Despite recommendations calling for pediatricians to target children at risk for childhood obesity, researchers found that overweight teenagers were no more likely than normal-weight teenagers to be screened or receive counseling for nutrition, physical activity, or emotional distress.
"These results are discouraging amid a rise in pediatric obesity and new guidelines that recommend screening by BMI status," researcher Carolyn Bradner Jasik, MD, of the University of California, San Francisco, and colleagues write in Pediatrics.
National guidelines call for pediatricians to target childhood obesity prevention efforts according to body mass index (BMI, a measure of weight in relation to height) status. In children and teens, a BMI in the 85th to the 94th percentile is considered overweight, and equal to or higher than the 95th percentile is considered obese.
They also recommend incorporating screening for emotional distress along with obesity screening because of the high rates of depression and anxiety among obese youth.
Overweight Teenagers Miss Out
In the study, researchers analyzed information from the 2003-2007 California Health Interview Surveys of 9,220 adolescents aged 12 to 17 who had a checkup in the last 12 months.

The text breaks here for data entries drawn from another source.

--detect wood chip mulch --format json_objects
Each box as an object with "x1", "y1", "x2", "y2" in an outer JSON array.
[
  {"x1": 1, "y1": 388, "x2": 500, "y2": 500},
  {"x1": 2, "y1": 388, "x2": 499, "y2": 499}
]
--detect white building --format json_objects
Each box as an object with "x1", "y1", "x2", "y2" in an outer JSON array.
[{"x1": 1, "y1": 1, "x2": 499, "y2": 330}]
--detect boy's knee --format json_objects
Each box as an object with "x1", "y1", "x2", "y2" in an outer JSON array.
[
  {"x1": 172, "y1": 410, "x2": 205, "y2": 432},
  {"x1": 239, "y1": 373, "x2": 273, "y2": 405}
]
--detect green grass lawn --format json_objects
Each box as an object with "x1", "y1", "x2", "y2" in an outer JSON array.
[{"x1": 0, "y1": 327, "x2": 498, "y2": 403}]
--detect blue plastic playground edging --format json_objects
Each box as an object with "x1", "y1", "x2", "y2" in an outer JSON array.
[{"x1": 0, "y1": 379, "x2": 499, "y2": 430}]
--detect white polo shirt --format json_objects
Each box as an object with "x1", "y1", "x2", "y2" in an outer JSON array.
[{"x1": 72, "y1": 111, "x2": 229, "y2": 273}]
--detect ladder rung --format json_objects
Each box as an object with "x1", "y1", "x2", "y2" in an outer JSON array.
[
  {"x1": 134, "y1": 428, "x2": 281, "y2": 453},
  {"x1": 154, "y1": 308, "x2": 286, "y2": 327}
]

The participants were asked whether they received screening for nutrition, physical activity, or emotional distress at their last checkup.
Overall, researchers found that obese teenagers reported higher screening rates than normal-weight teens in all three areas. For example, in 2007:
- Physical activity: 64% of obese teenagers received screening, compared with 59% of normal-weight teens.
- Nutrition: 63% of obese vs. 58% of normal-weight teens were screened.
- Emotional distress: 24% of obese teens vs. 23% of normal-weight teens received screening.
However, the study showed that teens who were overweight but not obese, who could benefit most from screening and preventive measures, did not have higher overall screening rates than normal-weight teens.
In addition, overall screening rates for all three measures declined from 2003 to 2007, the year in which the new recommendations were released.
Researchers say increased patient load, new immunization requirements, and insurance reimbursement issues may have contributed to the low obesity screening rates found by the study.
"Until we can provide pediatricians with the tools, reimbursement, and time to intervene in pediatric obesity, primary care remains a missed opportunity in the prevention of obesity," they write.